E então, a pessoa não descansa nunca. E não consegue se esquecer de coisas relacionadas ao ofício, nem quando leva a filha ao pediatra. E nesta hora, em que o dia não é mais dia, e a noite "é apenas uma criança", a pessoa se vê lendo um texto de Clarice, e não sabe por que cargas d'água lembrou-se de D. Casmurro. E se pega analisando, já não mais o texto (nem o de Clarice, nem o de Machado...) mas os próprios pensamentos. E eis que se lembra de Capitu e do que o pediatra havia lhe dito há alguns dias ao examinar os olhos da sua pequenina: ela tem um pouco de sinais embaixo dos olhos, marcas de pessoa alérgica.

"Olheiras, doutor?"...

"Não, chamamos de olhos de ressaca"...

"Olhos de ressaca?

_ É, de alergia crônica mesmo... - responde o médico, enquanto volta para sua mesa, sem maiores detalhes do diagnóstico. E os olhos da menina, lindos e brilhantes, fitam os olhos da mãe esperando uma resposta que explicasse o que o doutor queria dizer.

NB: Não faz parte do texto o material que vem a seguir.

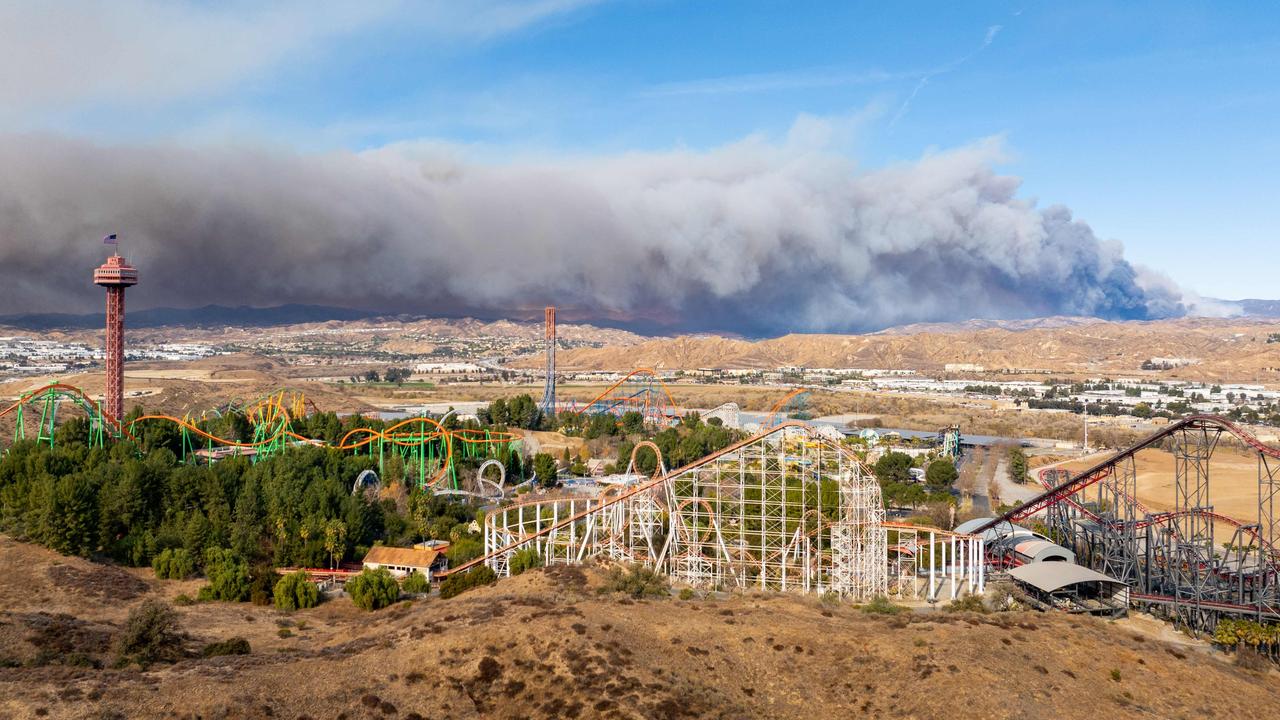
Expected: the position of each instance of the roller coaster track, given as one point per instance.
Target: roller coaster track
(359, 438)
(608, 402)
(56, 391)
(1089, 477)
(772, 418)
(1171, 559)
(658, 479)
(784, 509)
(273, 417)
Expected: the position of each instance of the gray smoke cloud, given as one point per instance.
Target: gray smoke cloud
(755, 237)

A mãe olha para o doutor, ele solta um risinho... E, obviamente, a mulher (pessoa tão clicê, coitada) só tinha uma resposta: "olhos de Capitu, meu amor. Um dia eu lhe conto essa história, minha Capituzinha" - disse, esperando que a filha lhe dissesse: "não, por favor, conte agora!"...

Mas a menina não o fez. Apenas olhou para a mãe com ar enfadonho como se lhe chamasse à atenção:"isso é hora de literatura?"... E se voltou para o médico que, naquele instante, era mais "inédito" (palavra preferida do pequenino vocabulário da menina) ou mais importante que qualquer história.

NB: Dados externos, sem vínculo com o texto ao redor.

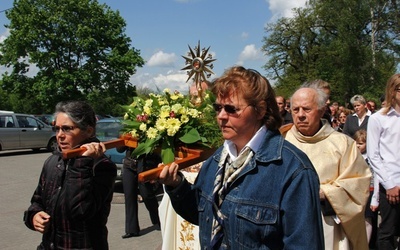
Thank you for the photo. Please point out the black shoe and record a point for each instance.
(126, 236)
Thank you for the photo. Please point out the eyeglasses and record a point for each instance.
(64, 128)
(230, 109)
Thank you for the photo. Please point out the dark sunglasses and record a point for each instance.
(63, 128)
(230, 109)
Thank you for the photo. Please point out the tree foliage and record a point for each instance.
(67, 49)
(353, 44)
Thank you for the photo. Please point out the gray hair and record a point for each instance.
(358, 98)
(322, 96)
(81, 113)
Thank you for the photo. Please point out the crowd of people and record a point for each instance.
(316, 184)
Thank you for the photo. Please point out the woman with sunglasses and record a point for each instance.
(257, 191)
(72, 201)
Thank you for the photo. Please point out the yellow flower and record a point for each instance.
(161, 124)
(193, 113)
(152, 133)
(177, 108)
(143, 127)
(184, 119)
(164, 111)
(173, 126)
(134, 133)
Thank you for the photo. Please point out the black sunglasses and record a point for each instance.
(63, 128)
(230, 109)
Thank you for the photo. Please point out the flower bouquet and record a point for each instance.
(168, 120)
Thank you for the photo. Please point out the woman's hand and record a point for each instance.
(94, 149)
(393, 195)
(41, 221)
(169, 175)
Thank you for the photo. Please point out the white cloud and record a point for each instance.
(249, 53)
(284, 8)
(162, 59)
(174, 80)
(4, 35)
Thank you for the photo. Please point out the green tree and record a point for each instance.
(67, 49)
(344, 42)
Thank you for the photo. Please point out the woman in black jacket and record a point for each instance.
(72, 201)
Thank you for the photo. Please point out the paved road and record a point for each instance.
(18, 179)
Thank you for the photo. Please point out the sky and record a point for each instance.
(163, 30)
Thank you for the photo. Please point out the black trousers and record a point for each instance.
(390, 224)
(148, 193)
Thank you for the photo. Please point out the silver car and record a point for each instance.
(23, 131)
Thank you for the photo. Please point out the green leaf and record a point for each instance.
(167, 151)
(191, 136)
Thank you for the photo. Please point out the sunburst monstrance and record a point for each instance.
(199, 64)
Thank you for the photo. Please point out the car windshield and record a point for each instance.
(106, 131)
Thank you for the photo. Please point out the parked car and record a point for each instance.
(46, 118)
(108, 129)
(24, 131)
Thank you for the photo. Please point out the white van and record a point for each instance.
(23, 131)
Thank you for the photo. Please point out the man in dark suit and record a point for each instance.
(358, 120)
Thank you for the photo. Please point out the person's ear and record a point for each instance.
(90, 131)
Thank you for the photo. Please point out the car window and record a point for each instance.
(7, 121)
(27, 121)
(106, 130)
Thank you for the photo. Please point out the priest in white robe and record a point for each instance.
(343, 173)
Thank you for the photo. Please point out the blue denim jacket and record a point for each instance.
(273, 204)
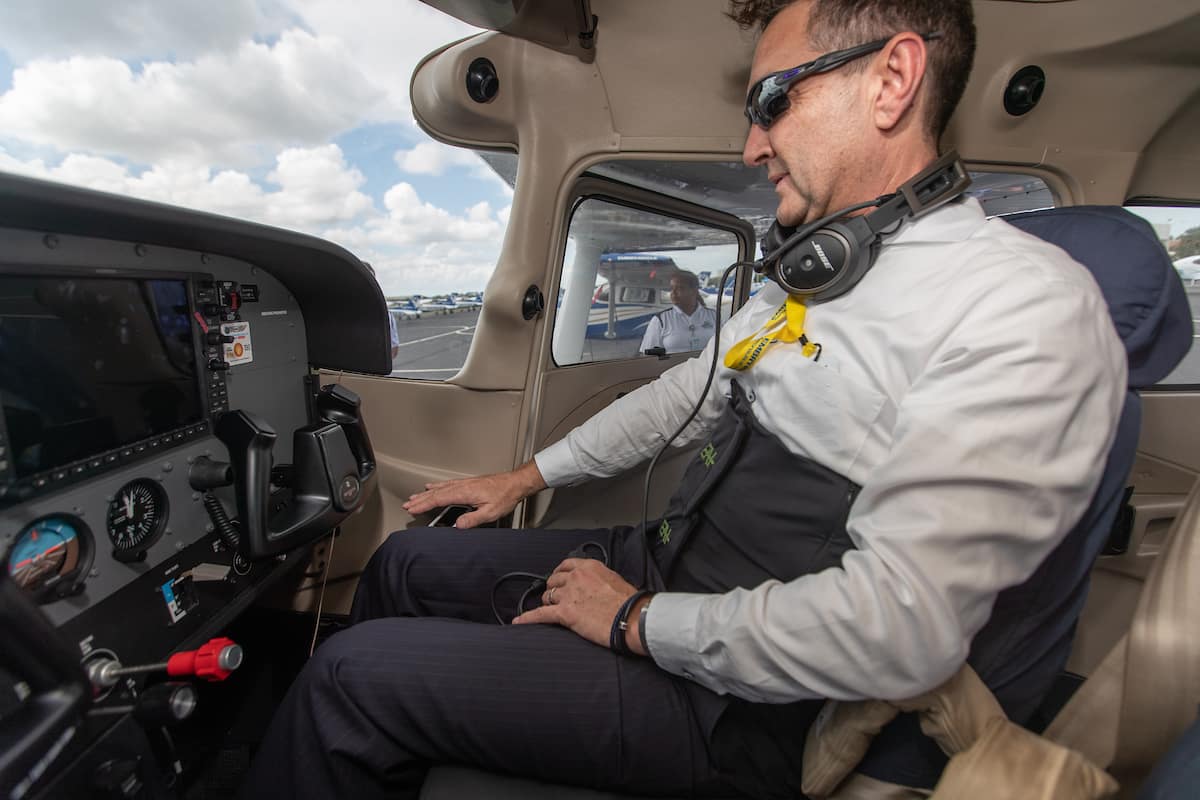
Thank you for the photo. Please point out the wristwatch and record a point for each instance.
(641, 626)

E assim, curiosa com o inusitado, a menininha sentou-se. Muito compenetrada, ficou ali, quietinha, observando, especialmente o papel em que o doutor escrevia. Olhar fixo da menina no papel e olhar fixo da mãe na menina.

Pois é - diz a pessoa, em pensamentos - nesta fase da vida, ainda não há interesse em olhos de ressaca...

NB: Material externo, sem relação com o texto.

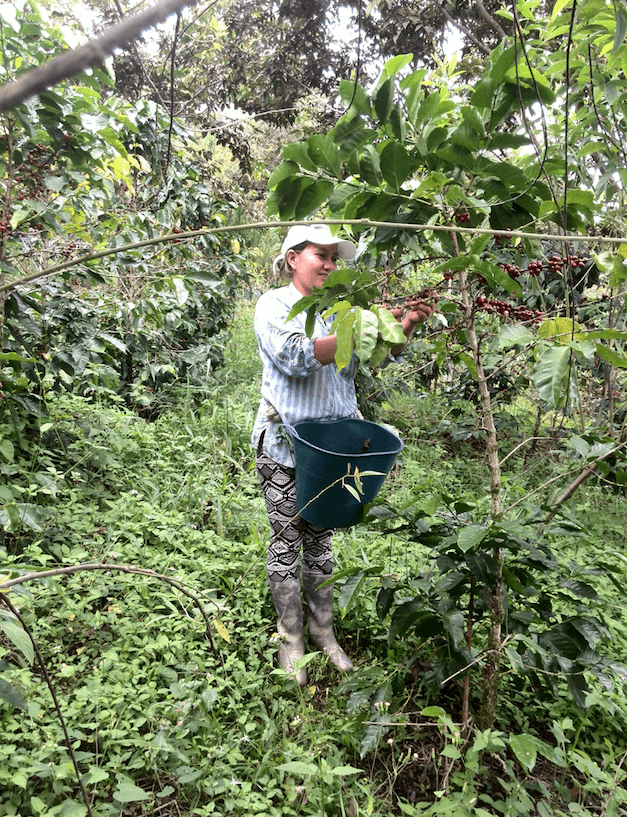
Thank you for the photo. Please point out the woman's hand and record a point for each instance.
(419, 313)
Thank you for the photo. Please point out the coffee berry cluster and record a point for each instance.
(425, 296)
(507, 310)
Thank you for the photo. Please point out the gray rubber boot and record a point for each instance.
(320, 620)
(289, 608)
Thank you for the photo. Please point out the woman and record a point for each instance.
(301, 382)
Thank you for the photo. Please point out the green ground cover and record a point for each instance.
(166, 716)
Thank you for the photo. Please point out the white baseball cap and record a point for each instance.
(317, 234)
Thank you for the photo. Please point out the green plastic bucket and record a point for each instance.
(329, 451)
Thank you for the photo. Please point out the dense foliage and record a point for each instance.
(481, 596)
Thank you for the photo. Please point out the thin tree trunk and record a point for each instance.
(492, 674)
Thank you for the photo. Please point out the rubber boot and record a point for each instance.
(320, 620)
(289, 607)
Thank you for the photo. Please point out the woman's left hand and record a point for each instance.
(419, 313)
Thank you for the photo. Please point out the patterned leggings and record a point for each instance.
(290, 537)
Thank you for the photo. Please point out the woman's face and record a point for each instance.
(312, 265)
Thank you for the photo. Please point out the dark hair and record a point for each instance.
(282, 268)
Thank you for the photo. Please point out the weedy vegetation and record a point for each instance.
(164, 715)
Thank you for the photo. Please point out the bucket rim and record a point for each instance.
(291, 430)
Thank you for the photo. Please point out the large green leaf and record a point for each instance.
(9, 694)
(610, 356)
(283, 200)
(297, 153)
(344, 334)
(370, 166)
(390, 329)
(366, 330)
(325, 153)
(355, 95)
(18, 637)
(384, 100)
(312, 198)
(525, 750)
(515, 334)
(127, 792)
(396, 165)
(470, 536)
(549, 373)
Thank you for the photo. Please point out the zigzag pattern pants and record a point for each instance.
(290, 535)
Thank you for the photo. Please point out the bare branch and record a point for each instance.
(93, 53)
(465, 31)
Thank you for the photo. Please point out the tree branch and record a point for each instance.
(93, 53)
(466, 32)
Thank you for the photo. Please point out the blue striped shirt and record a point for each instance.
(294, 382)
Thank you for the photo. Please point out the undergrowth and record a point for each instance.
(166, 718)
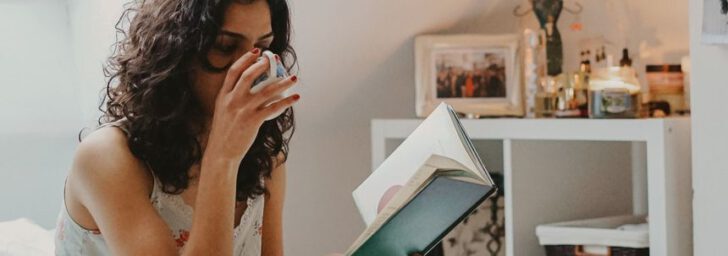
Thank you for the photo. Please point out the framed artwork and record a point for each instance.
(478, 75)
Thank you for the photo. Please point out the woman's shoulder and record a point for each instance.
(103, 159)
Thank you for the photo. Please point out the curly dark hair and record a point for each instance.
(148, 86)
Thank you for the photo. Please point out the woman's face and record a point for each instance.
(246, 26)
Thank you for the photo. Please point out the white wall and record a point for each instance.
(357, 63)
(93, 34)
(39, 110)
(710, 142)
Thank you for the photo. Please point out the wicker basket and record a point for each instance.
(596, 237)
(578, 250)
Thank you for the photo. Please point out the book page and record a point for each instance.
(435, 163)
(438, 134)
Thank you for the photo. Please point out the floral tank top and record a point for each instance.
(72, 239)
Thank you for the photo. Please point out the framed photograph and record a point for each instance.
(715, 22)
(477, 75)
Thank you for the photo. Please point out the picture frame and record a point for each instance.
(478, 75)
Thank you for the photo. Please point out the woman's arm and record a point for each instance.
(113, 187)
(273, 212)
(116, 193)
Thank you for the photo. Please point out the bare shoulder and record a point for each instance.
(103, 161)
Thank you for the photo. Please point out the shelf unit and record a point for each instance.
(566, 169)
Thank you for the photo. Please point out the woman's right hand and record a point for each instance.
(238, 113)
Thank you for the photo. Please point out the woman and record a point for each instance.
(185, 162)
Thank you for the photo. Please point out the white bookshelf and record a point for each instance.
(566, 169)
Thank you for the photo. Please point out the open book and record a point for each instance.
(433, 180)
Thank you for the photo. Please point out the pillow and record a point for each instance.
(24, 237)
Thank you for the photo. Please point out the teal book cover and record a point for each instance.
(440, 206)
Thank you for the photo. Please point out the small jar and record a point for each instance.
(666, 83)
(614, 93)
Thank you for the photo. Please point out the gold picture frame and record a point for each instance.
(478, 75)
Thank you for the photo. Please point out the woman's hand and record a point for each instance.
(239, 113)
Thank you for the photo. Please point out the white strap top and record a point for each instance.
(72, 239)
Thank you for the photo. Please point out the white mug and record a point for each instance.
(276, 72)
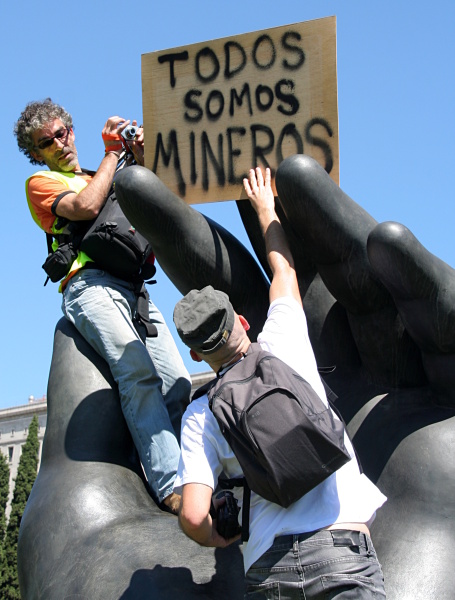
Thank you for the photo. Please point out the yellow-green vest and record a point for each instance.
(75, 184)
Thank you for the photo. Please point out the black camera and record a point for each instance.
(129, 133)
(227, 523)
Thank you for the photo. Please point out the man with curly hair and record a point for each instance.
(153, 382)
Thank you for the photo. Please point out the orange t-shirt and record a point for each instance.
(44, 194)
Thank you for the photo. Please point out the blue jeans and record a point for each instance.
(321, 565)
(153, 383)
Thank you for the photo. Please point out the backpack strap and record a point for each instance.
(141, 316)
(229, 484)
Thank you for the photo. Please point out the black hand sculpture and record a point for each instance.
(379, 307)
(90, 530)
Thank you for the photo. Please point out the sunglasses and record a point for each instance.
(59, 135)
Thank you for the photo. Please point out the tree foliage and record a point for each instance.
(4, 490)
(26, 475)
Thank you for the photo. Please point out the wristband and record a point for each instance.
(114, 148)
(117, 154)
(110, 137)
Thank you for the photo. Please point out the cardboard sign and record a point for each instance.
(215, 109)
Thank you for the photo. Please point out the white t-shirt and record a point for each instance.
(347, 496)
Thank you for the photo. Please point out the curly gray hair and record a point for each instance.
(35, 116)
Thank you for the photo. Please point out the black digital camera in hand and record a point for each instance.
(227, 523)
(129, 133)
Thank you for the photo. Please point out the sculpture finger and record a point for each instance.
(192, 249)
(423, 289)
(335, 231)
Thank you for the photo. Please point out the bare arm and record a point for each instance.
(260, 194)
(87, 204)
(194, 518)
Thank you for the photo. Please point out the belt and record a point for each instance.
(340, 537)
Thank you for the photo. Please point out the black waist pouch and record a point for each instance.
(58, 263)
(115, 245)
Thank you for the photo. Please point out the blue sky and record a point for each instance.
(396, 102)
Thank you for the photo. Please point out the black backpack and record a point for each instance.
(285, 438)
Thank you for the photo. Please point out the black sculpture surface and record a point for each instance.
(379, 307)
(90, 530)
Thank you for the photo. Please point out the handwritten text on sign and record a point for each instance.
(215, 109)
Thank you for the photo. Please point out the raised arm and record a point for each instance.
(260, 194)
(87, 204)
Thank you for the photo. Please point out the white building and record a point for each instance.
(15, 421)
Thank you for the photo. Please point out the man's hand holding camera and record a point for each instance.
(118, 133)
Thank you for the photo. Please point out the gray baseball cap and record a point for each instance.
(204, 319)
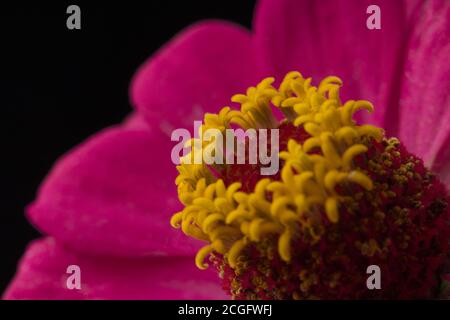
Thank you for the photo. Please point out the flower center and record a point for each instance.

Mas, para a pessoa, que nunca se desliga, tudo faz sentido, especialmente literário, a qualquer hora do dia, em qualquer lugar, sozinha ou acompanhada... Fica ali, não mais no consultório médico (agora, em casa, com o texto de Clarice à sua frente e o de Machado de Assis misturado aos seus pensamentos), refletindo:

"Tenho uma Capitu em minha casa, sinal apenas de alguma coisa crônica ou de inspiração? - Preciso registrar isso".